Ach, wenn doch nur die Sonne schon
aufginge über dem Friedhof meiner Heimat!

mit der Band Aquarium: Kladbischtsche (Friedhof);aus: Navigator (1995)

Philosophisch-religiöse Hintergründe des Liedes

Gesellschaftskritische Aspekte

Das Lied vor dem Hintergrund des russischen Überfalls auf die Ukraine

Materieller Wohlstand wichtiger als geistige Freiheit

Mörderischer Materialismus

Über Boris Grebenschtschikow

Philosophisch-religiöse Hintergründe des Liedes

Anfang der 1990er Jahre begann der russische Dichter und Musiker Boris Grebenschtschikow sich intensiv mit fernöstlichem Gedankengut zu beschäftigen.

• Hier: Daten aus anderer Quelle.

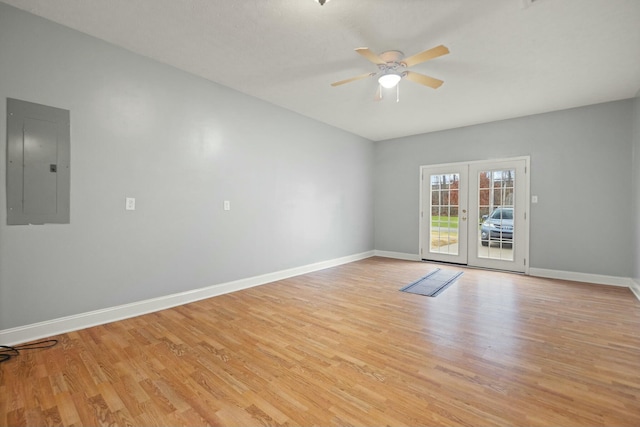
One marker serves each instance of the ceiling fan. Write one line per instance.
(392, 67)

Dies spiegelt sich auch in seinem Lied Kladbischtsche (Friedhof) wider.
Der Song handelt von einem Yogi, der irgendwo im Himalaya mit einem Blasrohr aus Knochen hungrige Geister herbeiruft. Diese trinken daraufhin sein Blut und essen seinen Körper auf, so dass er, aller materiellen Fesseln ledig, frei wird für die Vereinigung mit dem Ganzen des Seins.
Das Lied greift damit einen Kerngedanken fernöstlicher Religionspraktiken auf. Dabei geht es darum, das Gebundensein an die Materie im Geist zu überwinden und dadurch frei zu werden für die Erfahrung des Eingebundenseins in das Ganze des Seins bzw. der Schöpfung.
Das Ziel des Lebens wird hier darin gesehen, den Kreislauf der Wiedergeburten zu durchbrechen und in das Nirwana einzutreten. Dieses ist dabei zum einen mit der Herauslösung aus dem Kreislauf des ewigen Werdens und Vergehens (dem Samsara) assoziiert. Zum anderen ist damit aber auch ein Zustand geistiger Loslösung von dem materiellen Sein verbunden, wie er etwa durch eine Überwindung von Habgier, Neid und generell des Egozentrismus zu erreichen ist.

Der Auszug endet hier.